In the example above with the remittance operator, if the Ripple network cannot establish this chain of trust then XRP tokens can be used in exchange. The payment gateway will provide a price for the transaction in XRP.
Although acting as a currency of last resort is one of the purposes of the XRP token, there are a number of other advantages that make transacting with XRP so much more efficient.
XRP transactions will settle in less than 4 seconds. Hence, when it is sent on the network, the ownership of the asset changes hands almost instantaneously. This is unlike Bitcoin transactions which tend to take a few hours currently. You can see a comparison in the image below of transactions per second.
Moreover, because Ripple is a digital asset with particular verifiable properties, it cannot be “faked” in any degree. This means that there is an inherent trust in the Ripple network. There were also only 100 billion XRP that were ever created. As per the Ripple Protocol, no more XRP can ever be produced or “mined”.
The Tip of The Ice Berg
The potential for Ripple to considerably impact on the nature of the global financial system cannot be understated.
For example, one concept that Ripple is trying to disrupt is that of “Nostro Banks”. These are essentially bank accounts that are held by other banks in a foreign currency. They are kept there in order to facilitate foreign exchange payments.
Ripple views this as a wasted resource that they want to free up. They aim to be a global marketplace for these accounts so that the banks and foreign exchange participants can offer up this “float” for use by others.
It will also allow the money to be sent from a local provider which means that international businesses will not have to deal with costly and slow SWIFT payments.
Ripple also aims to shake up the largest market in the world, that of the foreign exchange market. With over $5 trillion dollars being transacted every day, this is indeed a worthwhile target.

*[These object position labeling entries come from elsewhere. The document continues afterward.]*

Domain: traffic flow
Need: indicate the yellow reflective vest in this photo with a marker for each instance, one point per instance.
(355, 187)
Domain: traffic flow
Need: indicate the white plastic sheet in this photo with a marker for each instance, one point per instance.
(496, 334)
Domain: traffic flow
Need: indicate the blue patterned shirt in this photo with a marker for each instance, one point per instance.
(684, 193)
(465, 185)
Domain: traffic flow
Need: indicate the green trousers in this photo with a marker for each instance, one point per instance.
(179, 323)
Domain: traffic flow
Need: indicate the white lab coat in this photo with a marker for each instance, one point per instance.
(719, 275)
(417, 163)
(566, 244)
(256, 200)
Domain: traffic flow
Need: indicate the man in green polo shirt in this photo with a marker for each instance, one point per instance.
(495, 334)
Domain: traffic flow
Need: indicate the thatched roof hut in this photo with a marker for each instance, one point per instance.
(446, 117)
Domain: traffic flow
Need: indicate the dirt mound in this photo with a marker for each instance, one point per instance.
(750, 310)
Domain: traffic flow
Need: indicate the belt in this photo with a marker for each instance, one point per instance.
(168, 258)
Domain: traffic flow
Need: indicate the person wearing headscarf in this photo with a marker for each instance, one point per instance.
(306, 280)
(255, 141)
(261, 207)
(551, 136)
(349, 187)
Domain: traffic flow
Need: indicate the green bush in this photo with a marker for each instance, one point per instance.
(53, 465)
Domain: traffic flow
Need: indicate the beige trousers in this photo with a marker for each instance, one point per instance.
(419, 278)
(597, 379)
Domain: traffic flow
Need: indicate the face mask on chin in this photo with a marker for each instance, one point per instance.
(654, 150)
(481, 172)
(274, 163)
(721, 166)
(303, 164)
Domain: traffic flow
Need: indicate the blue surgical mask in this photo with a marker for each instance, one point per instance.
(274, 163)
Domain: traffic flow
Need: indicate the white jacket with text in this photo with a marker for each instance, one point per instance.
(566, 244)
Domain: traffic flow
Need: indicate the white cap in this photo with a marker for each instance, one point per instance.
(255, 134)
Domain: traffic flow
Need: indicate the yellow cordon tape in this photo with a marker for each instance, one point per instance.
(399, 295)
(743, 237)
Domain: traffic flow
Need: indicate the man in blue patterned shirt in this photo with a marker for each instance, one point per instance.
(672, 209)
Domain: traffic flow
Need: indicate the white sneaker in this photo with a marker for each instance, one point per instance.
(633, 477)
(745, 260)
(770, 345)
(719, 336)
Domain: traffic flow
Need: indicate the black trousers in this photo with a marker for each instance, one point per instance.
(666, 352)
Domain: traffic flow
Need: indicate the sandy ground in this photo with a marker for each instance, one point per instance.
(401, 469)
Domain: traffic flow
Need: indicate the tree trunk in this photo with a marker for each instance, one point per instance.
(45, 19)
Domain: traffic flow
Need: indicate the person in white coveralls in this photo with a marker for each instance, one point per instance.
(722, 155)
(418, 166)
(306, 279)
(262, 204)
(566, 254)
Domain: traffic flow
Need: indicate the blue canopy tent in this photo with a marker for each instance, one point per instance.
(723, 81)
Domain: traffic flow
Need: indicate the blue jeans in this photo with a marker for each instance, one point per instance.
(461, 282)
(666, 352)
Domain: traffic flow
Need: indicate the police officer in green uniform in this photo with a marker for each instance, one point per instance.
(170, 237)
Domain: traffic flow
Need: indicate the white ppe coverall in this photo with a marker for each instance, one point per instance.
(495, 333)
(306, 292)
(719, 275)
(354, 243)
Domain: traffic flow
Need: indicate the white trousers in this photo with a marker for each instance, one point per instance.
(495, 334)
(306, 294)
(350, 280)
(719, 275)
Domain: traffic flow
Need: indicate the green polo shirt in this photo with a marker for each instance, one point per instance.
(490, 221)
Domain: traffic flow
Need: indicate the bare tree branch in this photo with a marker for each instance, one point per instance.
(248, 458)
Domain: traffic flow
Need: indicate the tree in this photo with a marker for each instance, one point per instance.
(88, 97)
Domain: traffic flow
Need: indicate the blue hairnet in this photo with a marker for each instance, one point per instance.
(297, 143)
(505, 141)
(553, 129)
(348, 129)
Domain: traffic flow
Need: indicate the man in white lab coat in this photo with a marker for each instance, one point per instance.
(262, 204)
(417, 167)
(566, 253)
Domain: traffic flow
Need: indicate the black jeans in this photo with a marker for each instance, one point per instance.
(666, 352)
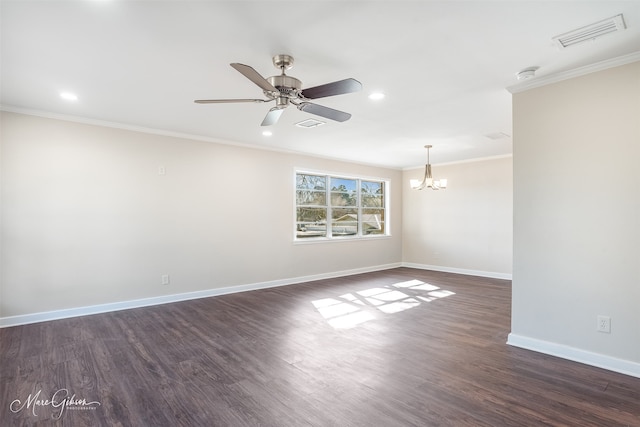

They are aiming to achieve this with the creation of the XRP payment channel. This was announced recently by the company as they released a number of new features that improve their Ledger and XRP Interledger Protocol.
This will allow transaction throughput to increase to tens of thousands of transactions per second which brings eventual scalability to the level of Visa. This will allow people to send money across borders as quickly as they are able to swipe a credit card.
Ripple has also started to make a number of important relationships with companies such as banks and money remittance companies. These players are increasingly aware of tremendous potential in the blockchain.
What makes Ripple so different from other crypto currencies such as Bitcoin is that it does not aim to create a completely decentralised world where banks and financial institutions are not needed.
The developers behind Ripple understand that financial institutions and governments will always be a part of our life. However, they want to work with global institutions to make business as smooth, effortless and quick as possible.